Dazu benötige ich aber eine geieignete Oberfläche (Beispiele unten!).
Ich kann die Funktionen bisher analysieren und in Abhängigkeit von einer komplexen Zahl Ergebnisse berechnen.
(von Grundrechenarten bis z.B. zu Logarithmus-, Exponential-, Sinus- oder ArkusSinus- Funktionen)
Ich benötige also ein dreidimensionales hierfür geeignetes Koordinatensystem, wie diese unten in den Bildern.
Ich glaube, dass das Koordinatensystem von Java den Anforderungen nicht so ganz gerecht wird oder?
(Da man nur Konturen erkennen würde oder? Wenn das auch damit funktionieren sollte belehrt mich eines besseren.)
Also gibts da was vorgefertigtes von Java(oder kann ich auch das auch irgendwie anders machen?) oder kennt jemand offenen Code, den ich hierfür benutzen könnte?(oder Teile von ganzen Projekten?)
Oder auch irgendwelche Zusatzsoftware? (zum Beispiel, dass ich solche Software: The R Project for Statistical Computing
mit Java kombiniere. (Geht das zum Beisp.?))
(Es sollte halt am Ende nicht nur eine "schwarze Puddingmasse rauskommen, sondern Steigungen klar als solche erkennbar sein)
MfG
Fragechamp


----------



## lord239123 (19. Sep 2014)

Um eine Funktion 3dimensional darzustellen könntest du Java 3D benutzen.


----------



## Garm (20. Sep 2014)

Ich habe mit Jzy3d gute Erfahrungen gemacht. Darstellen kannst du damit eigentlich alles, du musst es halt für die Darstellung anpassen.


----------



## lord239123 (20. Sep 2014)

Eine weitere Möglichkeit wäre noch die JMonkeyEngine.


----------



## Gucky (20. Sep 2014)

Vielleicht wäre noch Visua3D etwas für dich.


----------



## Fragechamp (20. Sep 2014)

Visua 3D bringt mir aber nichts, weil ich ja keine Funkionen plotten will (also im endeffekt ja schon)
aber ich brauch eig. nur was zum Darstellen und da gibts ja nur das Projekt als ganzes (.jar Datei)


----------



## Gucky (20. Sep 2014)

Dann verstehe ich nicht so ganz, was du meinst. Du hast ein Programm, welches die Berechnungen anstellt und diese aber nicht darstellen kann und jetzt suchst du ein Programm, um diese Daten darzustellen?

Dann wäre Maple vielleicht etwas für dich. Das legt die Daten im Klartext ab. Die können also relativ leicht manipuliert oder selber generiert werden.
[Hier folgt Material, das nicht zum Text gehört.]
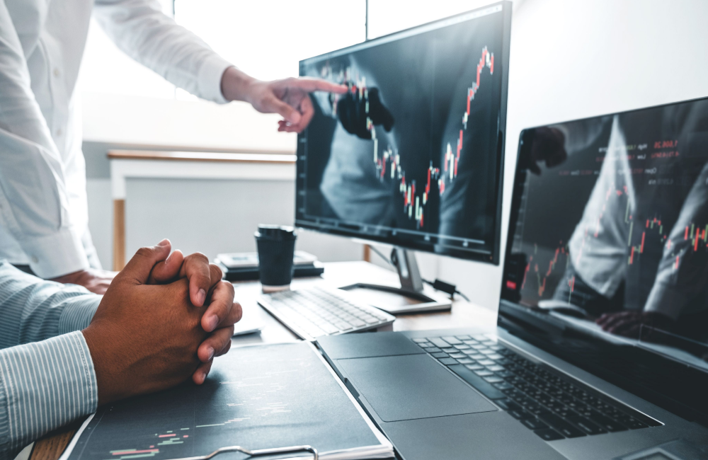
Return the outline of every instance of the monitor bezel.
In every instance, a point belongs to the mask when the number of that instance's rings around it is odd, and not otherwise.
[[[487,12],[488,10],[491,10],[494,8],[500,8],[498,11],[491,11]],[[401,239],[396,236],[396,235],[385,235],[379,236],[376,234],[372,234],[370,233],[365,233],[361,231],[355,231],[346,227],[332,227],[321,224],[317,224],[309,220],[304,220],[298,218],[297,206],[298,206],[298,192],[299,192],[299,181],[295,180],[295,226],[298,228],[305,229],[308,230],[314,230],[320,233],[325,233],[329,234],[338,235],[341,236],[348,236],[350,238],[365,240],[372,242],[382,243],[387,245],[391,245],[394,246],[398,246],[401,248],[404,248],[406,249],[413,249],[416,251],[420,251],[423,252],[428,252],[433,254],[439,254],[441,255],[447,255],[450,257],[454,257],[456,258],[466,259],[471,260],[476,260],[479,262],[484,262],[487,263],[491,263],[495,265],[498,265],[501,258],[501,220],[502,220],[502,196],[503,190],[503,176],[504,176],[504,144],[506,140],[506,111],[507,111],[507,88],[508,87],[508,67],[509,67],[509,50],[510,50],[510,42],[511,38],[511,12],[512,12],[512,3],[508,0],[503,0],[502,1],[498,1],[493,4],[490,4],[484,6],[477,8],[469,11],[461,13],[452,16],[447,18],[444,18],[442,19],[439,19],[437,21],[431,21],[425,24],[417,25],[416,27],[405,29],[404,30],[400,30],[391,34],[383,35],[372,40],[367,40],[361,43],[358,43],[346,48],[342,48],[336,51],[333,51],[328,53],[324,53],[319,54],[318,56],[314,56],[300,61],[300,74],[302,76],[302,67],[304,65],[308,64],[312,62],[320,61],[323,59],[327,59],[331,57],[335,57],[337,56],[341,56],[342,54],[353,52],[358,51],[360,50],[365,50],[371,47],[377,46],[379,45],[389,42],[394,40],[400,40],[402,38],[406,38],[408,37],[413,36],[421,33],[424,33],[430,30],[434,30],[448,25],[458,23],[459,22],[463,22],[466,21],[472,21],[476,18],[482,17],[486,16],[486,14],[494,14],[499,13],[503,15],[503,30],[501,31],[502,35],[502,46],[501,46],[501,59],[499,59],[500,68],[501,69],[501,98],[500,98],[500,110],[499,110],[499,120],[498,120],[498,134],[497,137],[497,151],[496,151],[496,186],[495,187],[495,203],[496,205],[496,210],[494,213],[494,225],[493,225],[493,238],[492,241],[489,241],[488,243],[484,245],[484,248],[482,245],[477,248],[462,248],[457,246],[446,246],[446,250],[444,252],[436,252],[434,248],[436,246],[445,246],[442,244],[440,241],[438,241],[437,243],[432,243],[430,240],[426,241],[424,240],[421,241],[407,241],[405,239]],[[495,59],[495,67],[496,67],[496,60]],[[300,164],[300,159],[303,156],[304,153],[302,149],[302,143],[301,139],[303,138],[304,133],[298,134],[297,136],[297,166]],[[299,171],[299,168],[297,168]],[[440,235],[439,234],[426,234],[430,238],[440,238]],[[442,236],[443,239],[445,236]]]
Oder sind dir die ganzen schon existierenden Programme zu groß?


----------



## stg (20. Sep 2014)

Fragechamp hat gesagt.:


> keine Funkionen plotten (...) nur (..) Darstellen



Hä?


----------



## Fragechamp (21. Sep 2014)

@stg:
damit meine ich, dass ich keine Strings(mit der Funktion) übergeben will, sondern nur die Koordinaten(also drei double[] Werte)


----------



## Gucky (21. Sep 2014)

Und daraus willst du eine Regression erstellen?


----------



## Fragechamp (21. Sep 2014)

Ja exakt, nahegelegene Punkte(Koordinaten) sollen einfach als ein ganzer Körper(bzw. als ganze Fläche eher) re-interpretiert werden.
(Man kann sich die Punkte ja auch relativ zur Auflösung des Koordinatensystem holen, dann ist es einfacher.
(je Pixel der waagrechten Fläche wird die dritte Koordinate(Ergebnis) abgefragt))


----------



## Gucky (21. Sep 2014)

Also hast du vielleicht 100 Punkte in deinem Koordinatensystem und immer 3 davon sind nah beieinander. Diese 3 sollen dann immer eine Fläche bilden und das willst du darstellen?

Oder hast du viele Punkte und du willst den Pfad der geringsten Energie durch diese Punkte hindurch berechnen? Also wenn man einen sehr elastischen Stahl um diese Punkte herumbiegen würde, das Aussehen dieses Stahls?


----------



## Fragechamp (21. Sep 2014)

Den Pfad der geringsten Energie? aha. Äh aber ja, so wie wenn man "sehr elastischen Stahl" um diese Punkte herumbiegen würde?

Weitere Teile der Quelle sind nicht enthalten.